The unprecedented protests against the controversial zero-COVID policy being held in different cities in China may also be due to Chinese people’s “distrust” of President Xi Jinping’s regime, Australia’s former prime minister Kevin Rudd said on Monday.
Rudd also pointed out that the current protests appear to be about more than just Covid measures.
The protests, which came nearly a month after President Xi was elected as the ruling party’s top leader for a third consecutive term, have spread to Shanghai, Beijing and many parts of the country in the last few days against the stringent policy under which cities and localities are kept under prolonged lockdowns and isolations.
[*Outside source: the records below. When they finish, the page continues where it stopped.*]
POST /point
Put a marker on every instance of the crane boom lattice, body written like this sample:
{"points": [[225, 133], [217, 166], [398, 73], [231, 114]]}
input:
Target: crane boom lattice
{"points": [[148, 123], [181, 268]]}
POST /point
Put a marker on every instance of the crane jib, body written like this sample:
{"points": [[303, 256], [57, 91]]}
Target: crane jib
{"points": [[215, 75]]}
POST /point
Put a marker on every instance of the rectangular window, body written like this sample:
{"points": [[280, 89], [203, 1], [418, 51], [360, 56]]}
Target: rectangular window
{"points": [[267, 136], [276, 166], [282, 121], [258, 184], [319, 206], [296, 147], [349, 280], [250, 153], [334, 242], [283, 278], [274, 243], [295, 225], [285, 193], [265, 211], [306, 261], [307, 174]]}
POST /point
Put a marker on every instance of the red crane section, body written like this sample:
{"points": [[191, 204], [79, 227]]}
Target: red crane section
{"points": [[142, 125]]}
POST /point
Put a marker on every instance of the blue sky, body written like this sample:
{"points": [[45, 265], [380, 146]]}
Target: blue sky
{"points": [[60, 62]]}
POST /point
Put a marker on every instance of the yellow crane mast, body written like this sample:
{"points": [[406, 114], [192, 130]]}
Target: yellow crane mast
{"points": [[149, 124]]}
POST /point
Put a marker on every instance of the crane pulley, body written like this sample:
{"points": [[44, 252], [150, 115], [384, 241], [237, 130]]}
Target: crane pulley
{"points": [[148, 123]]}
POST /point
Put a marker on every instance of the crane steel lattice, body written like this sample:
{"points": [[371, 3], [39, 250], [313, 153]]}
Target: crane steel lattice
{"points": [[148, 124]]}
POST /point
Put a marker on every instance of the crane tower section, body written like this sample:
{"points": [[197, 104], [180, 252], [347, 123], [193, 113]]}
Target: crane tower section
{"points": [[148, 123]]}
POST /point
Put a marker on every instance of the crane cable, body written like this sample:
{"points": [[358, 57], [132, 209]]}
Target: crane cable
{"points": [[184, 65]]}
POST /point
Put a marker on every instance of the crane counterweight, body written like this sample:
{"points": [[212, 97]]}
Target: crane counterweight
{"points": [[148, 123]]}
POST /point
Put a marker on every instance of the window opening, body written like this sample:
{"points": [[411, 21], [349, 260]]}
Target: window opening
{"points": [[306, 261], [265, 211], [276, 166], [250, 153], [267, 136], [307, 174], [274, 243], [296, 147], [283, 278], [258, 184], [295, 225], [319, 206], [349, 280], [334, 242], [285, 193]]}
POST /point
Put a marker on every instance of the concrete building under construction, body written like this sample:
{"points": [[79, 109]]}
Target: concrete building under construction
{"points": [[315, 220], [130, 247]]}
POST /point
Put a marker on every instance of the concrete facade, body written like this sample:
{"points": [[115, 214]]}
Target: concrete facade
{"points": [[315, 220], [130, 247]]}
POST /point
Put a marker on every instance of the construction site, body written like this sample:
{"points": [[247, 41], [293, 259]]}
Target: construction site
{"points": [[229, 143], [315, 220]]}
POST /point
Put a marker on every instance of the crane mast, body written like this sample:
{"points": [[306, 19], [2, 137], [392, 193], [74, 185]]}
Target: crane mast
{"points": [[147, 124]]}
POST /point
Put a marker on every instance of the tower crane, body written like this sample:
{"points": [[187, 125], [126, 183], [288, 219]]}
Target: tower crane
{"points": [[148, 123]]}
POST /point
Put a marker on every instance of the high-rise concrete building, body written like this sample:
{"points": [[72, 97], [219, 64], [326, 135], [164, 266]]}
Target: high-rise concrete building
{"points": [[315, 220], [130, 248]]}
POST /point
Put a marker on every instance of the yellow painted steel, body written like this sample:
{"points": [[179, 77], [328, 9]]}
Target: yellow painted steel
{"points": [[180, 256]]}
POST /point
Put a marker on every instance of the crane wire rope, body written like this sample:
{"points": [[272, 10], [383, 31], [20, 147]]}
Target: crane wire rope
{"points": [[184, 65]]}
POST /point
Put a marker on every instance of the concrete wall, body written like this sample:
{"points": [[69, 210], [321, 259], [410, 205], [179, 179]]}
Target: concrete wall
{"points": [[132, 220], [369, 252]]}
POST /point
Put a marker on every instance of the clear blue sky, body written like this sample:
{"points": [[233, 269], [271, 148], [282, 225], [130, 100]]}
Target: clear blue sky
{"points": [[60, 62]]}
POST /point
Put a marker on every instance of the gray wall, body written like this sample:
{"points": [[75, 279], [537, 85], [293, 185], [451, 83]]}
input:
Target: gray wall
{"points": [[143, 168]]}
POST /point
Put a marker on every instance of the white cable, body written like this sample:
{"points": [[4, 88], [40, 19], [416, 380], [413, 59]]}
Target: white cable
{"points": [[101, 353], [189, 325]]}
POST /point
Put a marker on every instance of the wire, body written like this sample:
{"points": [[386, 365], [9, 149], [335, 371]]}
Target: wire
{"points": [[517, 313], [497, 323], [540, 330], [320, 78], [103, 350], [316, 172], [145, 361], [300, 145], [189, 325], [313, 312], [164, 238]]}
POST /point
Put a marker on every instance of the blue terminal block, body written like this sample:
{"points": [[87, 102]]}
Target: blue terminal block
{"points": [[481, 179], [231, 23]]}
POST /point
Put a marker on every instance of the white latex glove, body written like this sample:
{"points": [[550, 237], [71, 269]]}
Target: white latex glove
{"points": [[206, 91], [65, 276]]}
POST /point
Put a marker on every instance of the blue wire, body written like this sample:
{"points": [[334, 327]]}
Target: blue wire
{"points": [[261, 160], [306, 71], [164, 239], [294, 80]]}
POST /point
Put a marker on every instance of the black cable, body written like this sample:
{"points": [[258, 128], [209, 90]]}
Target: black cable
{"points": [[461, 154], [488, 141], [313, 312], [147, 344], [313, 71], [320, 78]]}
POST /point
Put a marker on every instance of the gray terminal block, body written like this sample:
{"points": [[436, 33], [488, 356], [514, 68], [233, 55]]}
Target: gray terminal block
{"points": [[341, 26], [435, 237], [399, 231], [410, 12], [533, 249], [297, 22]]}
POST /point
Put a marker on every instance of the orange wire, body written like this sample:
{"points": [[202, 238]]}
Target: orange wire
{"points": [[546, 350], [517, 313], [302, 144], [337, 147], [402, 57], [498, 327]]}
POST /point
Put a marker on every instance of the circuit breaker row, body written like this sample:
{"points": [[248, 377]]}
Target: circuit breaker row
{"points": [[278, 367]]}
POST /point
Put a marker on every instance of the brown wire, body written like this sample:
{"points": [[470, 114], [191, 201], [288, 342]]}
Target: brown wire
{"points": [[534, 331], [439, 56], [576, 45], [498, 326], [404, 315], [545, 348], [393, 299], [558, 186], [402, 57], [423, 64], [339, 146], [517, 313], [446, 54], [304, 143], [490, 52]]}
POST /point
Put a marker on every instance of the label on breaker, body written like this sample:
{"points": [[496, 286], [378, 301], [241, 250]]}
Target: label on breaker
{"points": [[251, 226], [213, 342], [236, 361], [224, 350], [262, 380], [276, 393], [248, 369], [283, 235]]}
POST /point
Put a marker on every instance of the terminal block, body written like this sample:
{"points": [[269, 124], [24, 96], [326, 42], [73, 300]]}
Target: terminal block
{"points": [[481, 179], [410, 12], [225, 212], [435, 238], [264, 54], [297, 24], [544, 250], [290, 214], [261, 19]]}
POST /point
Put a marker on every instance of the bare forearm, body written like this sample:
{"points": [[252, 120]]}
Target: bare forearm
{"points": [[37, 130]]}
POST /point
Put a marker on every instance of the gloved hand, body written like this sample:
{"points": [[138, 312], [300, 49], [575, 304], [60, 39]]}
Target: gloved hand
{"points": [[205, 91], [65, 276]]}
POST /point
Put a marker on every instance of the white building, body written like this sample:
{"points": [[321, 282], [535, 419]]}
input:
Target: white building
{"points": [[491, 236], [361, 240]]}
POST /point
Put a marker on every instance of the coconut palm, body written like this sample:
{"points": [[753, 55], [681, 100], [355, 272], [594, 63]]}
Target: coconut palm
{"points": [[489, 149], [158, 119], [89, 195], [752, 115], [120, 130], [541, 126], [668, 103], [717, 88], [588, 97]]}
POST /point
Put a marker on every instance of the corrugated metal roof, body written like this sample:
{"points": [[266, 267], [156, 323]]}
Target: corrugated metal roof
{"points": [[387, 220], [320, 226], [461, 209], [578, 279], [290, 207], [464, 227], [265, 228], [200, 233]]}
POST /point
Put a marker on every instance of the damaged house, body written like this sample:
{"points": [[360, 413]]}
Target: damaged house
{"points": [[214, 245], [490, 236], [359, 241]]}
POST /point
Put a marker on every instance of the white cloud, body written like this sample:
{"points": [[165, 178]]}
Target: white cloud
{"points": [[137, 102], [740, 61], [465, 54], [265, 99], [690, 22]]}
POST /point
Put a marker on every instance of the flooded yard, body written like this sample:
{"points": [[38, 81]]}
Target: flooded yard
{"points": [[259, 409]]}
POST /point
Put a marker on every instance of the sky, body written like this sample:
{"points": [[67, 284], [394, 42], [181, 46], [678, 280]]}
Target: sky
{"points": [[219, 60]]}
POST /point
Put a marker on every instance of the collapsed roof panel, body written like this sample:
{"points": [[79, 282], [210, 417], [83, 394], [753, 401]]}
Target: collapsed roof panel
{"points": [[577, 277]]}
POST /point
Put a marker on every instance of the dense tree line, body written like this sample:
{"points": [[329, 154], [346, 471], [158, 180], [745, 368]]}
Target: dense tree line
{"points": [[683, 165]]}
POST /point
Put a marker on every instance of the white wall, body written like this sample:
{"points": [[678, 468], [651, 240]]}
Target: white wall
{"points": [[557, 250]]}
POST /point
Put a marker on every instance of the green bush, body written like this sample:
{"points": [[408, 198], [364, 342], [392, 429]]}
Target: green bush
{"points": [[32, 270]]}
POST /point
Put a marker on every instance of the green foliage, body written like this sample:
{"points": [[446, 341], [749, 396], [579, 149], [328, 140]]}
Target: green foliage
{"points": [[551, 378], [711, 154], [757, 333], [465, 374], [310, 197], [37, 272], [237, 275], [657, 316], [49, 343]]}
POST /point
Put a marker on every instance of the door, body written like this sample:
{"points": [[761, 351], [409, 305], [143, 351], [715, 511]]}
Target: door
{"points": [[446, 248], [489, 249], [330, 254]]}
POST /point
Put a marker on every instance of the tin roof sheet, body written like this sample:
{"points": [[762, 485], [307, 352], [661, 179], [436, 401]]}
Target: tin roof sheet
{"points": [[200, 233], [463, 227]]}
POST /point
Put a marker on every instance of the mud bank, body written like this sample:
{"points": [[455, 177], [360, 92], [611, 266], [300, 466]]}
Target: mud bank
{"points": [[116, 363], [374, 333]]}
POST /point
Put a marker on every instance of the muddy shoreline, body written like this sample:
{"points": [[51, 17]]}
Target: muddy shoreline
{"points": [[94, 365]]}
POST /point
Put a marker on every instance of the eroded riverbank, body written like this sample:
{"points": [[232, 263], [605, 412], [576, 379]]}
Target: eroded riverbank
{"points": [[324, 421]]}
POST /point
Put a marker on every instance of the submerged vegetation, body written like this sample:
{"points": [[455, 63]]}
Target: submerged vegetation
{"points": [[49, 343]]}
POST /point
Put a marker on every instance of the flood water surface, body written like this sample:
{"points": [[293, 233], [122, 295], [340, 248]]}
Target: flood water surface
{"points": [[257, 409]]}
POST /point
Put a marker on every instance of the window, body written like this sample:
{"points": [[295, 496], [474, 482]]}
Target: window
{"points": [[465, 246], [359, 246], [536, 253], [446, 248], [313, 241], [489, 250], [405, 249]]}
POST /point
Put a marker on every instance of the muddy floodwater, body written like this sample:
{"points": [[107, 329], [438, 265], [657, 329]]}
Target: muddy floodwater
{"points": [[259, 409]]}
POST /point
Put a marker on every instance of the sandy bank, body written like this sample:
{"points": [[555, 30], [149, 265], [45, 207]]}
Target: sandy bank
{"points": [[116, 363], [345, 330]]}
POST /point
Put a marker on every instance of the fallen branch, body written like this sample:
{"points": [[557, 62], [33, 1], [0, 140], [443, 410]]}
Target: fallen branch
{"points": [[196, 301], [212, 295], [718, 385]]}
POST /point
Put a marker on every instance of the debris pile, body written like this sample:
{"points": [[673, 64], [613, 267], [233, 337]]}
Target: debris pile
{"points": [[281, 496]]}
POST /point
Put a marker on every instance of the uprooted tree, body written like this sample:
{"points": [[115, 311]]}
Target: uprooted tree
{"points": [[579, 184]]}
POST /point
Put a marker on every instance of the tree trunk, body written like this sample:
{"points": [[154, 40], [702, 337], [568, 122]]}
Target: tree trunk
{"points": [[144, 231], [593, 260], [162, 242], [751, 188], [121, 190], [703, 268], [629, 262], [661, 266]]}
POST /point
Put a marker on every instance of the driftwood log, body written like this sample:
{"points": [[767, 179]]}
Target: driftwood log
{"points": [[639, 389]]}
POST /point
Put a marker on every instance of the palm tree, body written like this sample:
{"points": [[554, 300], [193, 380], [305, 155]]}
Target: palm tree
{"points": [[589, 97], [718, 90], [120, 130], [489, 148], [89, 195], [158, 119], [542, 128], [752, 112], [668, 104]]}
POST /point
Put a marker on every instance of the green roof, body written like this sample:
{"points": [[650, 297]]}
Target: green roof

“There is an argument that this is now a metaphor for a much border set of, shall we say, distrust on the parts of the Chinese people about different aspects about what Xi Jinping’s regime is doing. The key question is what does the regime do next,” Rudd told BBC.
Since 1989, when Beijing’s Tiananmen Square became the focus for large-scale protests which were crushed by China’s Communist rulers, demonstrations have been rare, said Rudd, who is regarded as an expert on Chinese studies.
There have been occasional protests over labour rights and land disputes, along with sporadic demonstrations over human rights that have been suppressed, he said.
“But this seems to be general, seems to be across multiple cities at once, it doesn’t seem to be centrally coordinated – it seems to be spontaneous,” Rudd said.